Semantic role annotation shows that language tokens—notably verbs and entities—carry disproportionately high task-solving signal, eliciting reasoning processes when patched and attaining patch success rates above 40%. In contrast, mathematical tokens (numbers, operands, operators) encode answer-proximal but less reliable content, predominantly yielding short, direct outputs ("Final Only") with much lower patch success rates.
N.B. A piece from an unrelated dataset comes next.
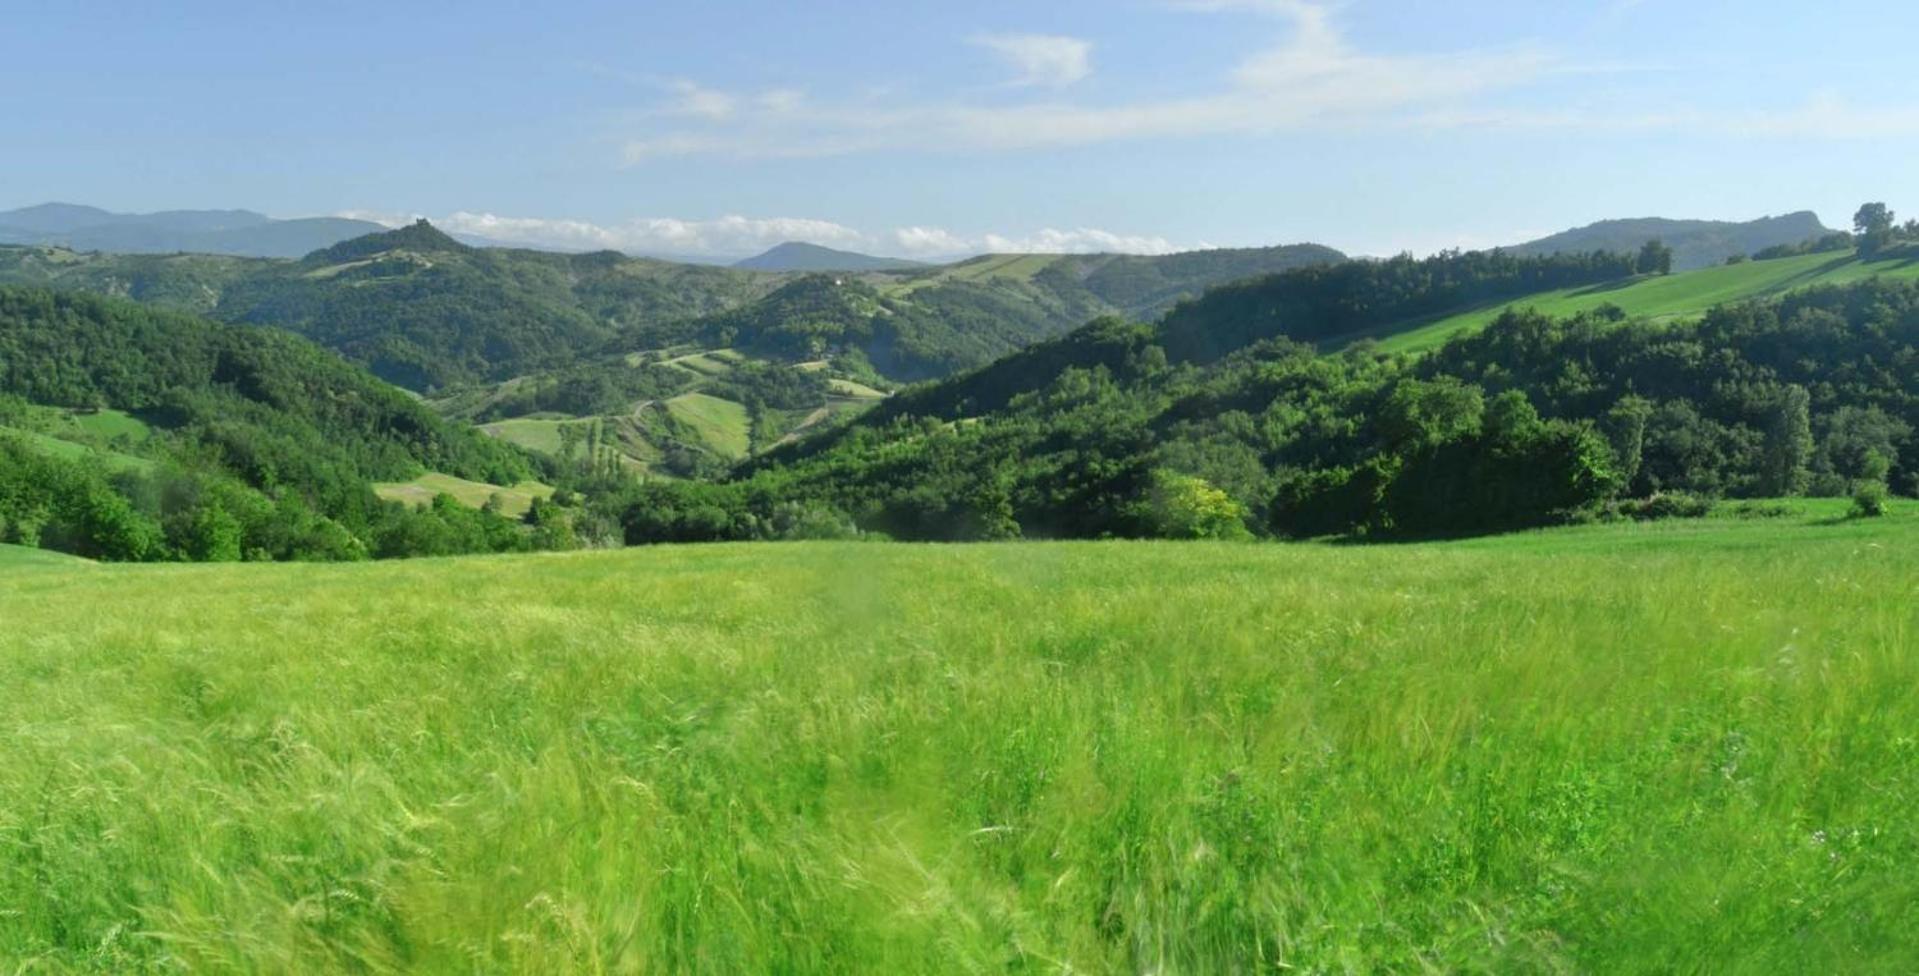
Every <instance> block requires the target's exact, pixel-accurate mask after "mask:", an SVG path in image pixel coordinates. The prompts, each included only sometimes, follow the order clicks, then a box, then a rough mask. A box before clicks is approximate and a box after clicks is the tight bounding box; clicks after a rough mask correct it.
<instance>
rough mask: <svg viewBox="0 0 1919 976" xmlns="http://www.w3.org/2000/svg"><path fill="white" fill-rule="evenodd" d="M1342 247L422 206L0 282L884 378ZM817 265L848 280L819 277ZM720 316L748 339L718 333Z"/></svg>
mask: <svg viewBox="0 0 1919 976" xmlns="http://www.w3.org/2000/svg"><path fill="white" fill-rule="evenodd" d="M1339 259H1341V255H1339V253H1338V251H1332V249H1326V247H1316V245H1297V247H1268V249H1245V251H1203V253H1192V255H1167V257H1121V255H1021V257H1019V259H1017V265H1019V268H1021V270H1019V272H1007V270H1006V267H1002V265H1006V263H992V261H988V263H984V265H983V263H967V265H961V267H956V268H917V270H894V272H862V274H842V276H804V274H791V272H756V270H741V268H720V267H706V265H674V263H666V261H651V259H633V257H626V255H618V253H612V251H601V253H585V255H568V253H547V251H522V249H497V247H470V245H466V244H461V242H457V240H453V238H449V236H445V234H441V232H439V230H436V228H432V226H430V224H424V222H420V224H415V226H407V228H399V230H384V232H380V234H368V236H363V238H353V240H347V242H340V244H336V245H330V247H324V249H320V251H315V253H309V255H305V257H301V259H299V261H267V259H234V257H203V255H102V253H75V251H69V249H59V247H0V282H17V284H46V286H56V288H75V290H86V291H100V293H111V295H125V297H134V299H142V301H154V303H161V305H169V307H177V309H184V311H192V313H200V314H207V316H213V318H221V320H226V322H244V324H261V326H280V328H290V330H294V332H299V334H303V336H307V337H311V339H315V341H319V343H322V345H326V347H330V349H336V351H340V353H344V355H345V357H347V359H351V360H355V362H361V364H365V366H368V368H370V370H372V372H374V374H376V376H380V378H384V380H390V382H393V383H399V385H403V387H409V389H415V391H422V393H424V391H445V389H453V387H461V385H470V383H497V382H507V380H514V378H520V376H528V374H539V372H551V370H564V368H570V366H576V364H581V362H591V360H599V359H604V357H612V355H624V353H635V351H649V349H666V347H674V345H685V343H700V345H706V347H731V345H743V347H750V345H758V347H760V349H775V347H777V349H785V351H787V353H791V357H789V359H787V362H802V360H816V359H821V355H835V357H850V359H856V360H862V362H864V364H860V362H856V364H854V366H852V372H854V374H858V372H860V370H875V368H877V370H879V374H881V376H887V378H892V380H927V378H938V376H948V374H952V372H956V370H963V368H973V366H983V364H986V362H990V360H992V359H996V357H1000V355H1006V353H1009V351H1013V349H1019V347H1023V345H1027V343H1031V341H1036V339H1042V337H1050V336H1059V334H1063V332H1067V330H1071V328H1075V326H1080V324H1084V322H1086V320H1088V318H1094V316H1098V314H1109V313H1117V314H1126V316H1146V314H1155V313H1157V311H1159V309H1163V307H1167V305H1171V303H1173V301H1176V299H1178V297H1182V295H1190V293H1197V291H1203V290H1205V288H1209V286H1211V284H1217V282H1222V280H1230V278H1236V276H1245V274H1259V272H1272V270H1286V268H1295V267H1303V265H1311V263H1324V261H1339ZM823 282H831V286H833V288H841V290H844V293H842V295H841V297H833V295H829V293H825V284H823ZM800 313H804V318H796V314H800ZM725 330H735V334H743V336H746V337H745V339H739V341H735V337H723V332H725ZM802 332H806V334H812V336H814V337H817V339H819V341H817V347H816V343H810V341H789V337H793V336H798V334H802ZM760 337H766V341H760ZM854 378H858V376H854Z"/></svg>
Patch success is also highest in early CoT positions, declining monotonically through the chain. Earlier tokens tend to elicit more complex, multi-step generations (Full CoT, Equation Only), with higher likelihood of correct answers, whereas later tokens concentrate on answer computation.

Analysis of Generation Behavior and Patch Effect

Figure 4: Log patch effect across entity types and layers, evidencing strongest causal influence in mid-to-late model layers.

The patch effect, quantified as the reduction in the original answer token's probability following intervention, confirms maximal causal sensitivity at the final target position and again highlights mid-to-late layers as crucial for redirecting output. Numeric tokens only weakly influence output, whereas linguistic entities trigger significant shifts.

Figure 5: Distribution of output types per token role, highlighting prevalence of reasoning-oriented generations from language tokens.

Patch-induced generations vary by both token role and chain position. Language tokens frequently initiate reasoning-based outputs (Full CoT, Equation Only), while mathematical and structural tokens rarely do. Notably, successful recovery does not always require full reasoning traces: patched outputs are often much shorter yet exceed the accuracy of the original CoT, suggesting that intermediate representations suffice without explicit, verbose step-by-step reasoning.

Figure 6: Log patch effect across normalized target positions for sampled GSM8K questions, further characterizing the locus of causal influence.

Implications

Practical Implications

This causal patching framework provides actionable diagnostics for model failure and repair, allowing targeted extraction of task-relevant internal states even in failed reasoning runs. The evidence supports the development of methods that bypass the need for full CoT traces, potentially accelerating inference and improving reliability in downstream tasks. Furthermore, linguistic tokens emerge as pivotal for reasoning facilitation in arithmetic tasks, guiding future prompt engineering and model specialization strategies.

Theoretical Implications and Future Directions

These findings challenge the assumption that explicit CoT traces are strictly necessary for computation and reaffirm that surface-level explanations can diverge from the internal computational substrate. Mechanistic intervention exposes causal heterogeneity in information propagation and elucidates where and how reasoning breaks down.

The work motivates extensions to other domains (logical, commonsense, symbolic reasoning), cross-model generalization, deeper analysis of monosemantic feature consolidation, and refined granular role labeling. Further research may leverage these insights for enhanced interpretability, representation repair, and foundational studies in reasoning emergence and circuit discovery.

Conclusion

This paper demonstrates that chain-of-thought generations encode recoverable, token-level problem-solving information within model hidden states, exceeding surface-level CoT performance when directly intervened upon. Task-relevant information is densely and unevenly distributed, with language tokens playing a central role in steering reasoning processes. These results advance the mechanistic understanding of reasoning in LLMs and lay groundwork for both more effective model debugging and efficient reasoning strategies that disentangle explanation from computation.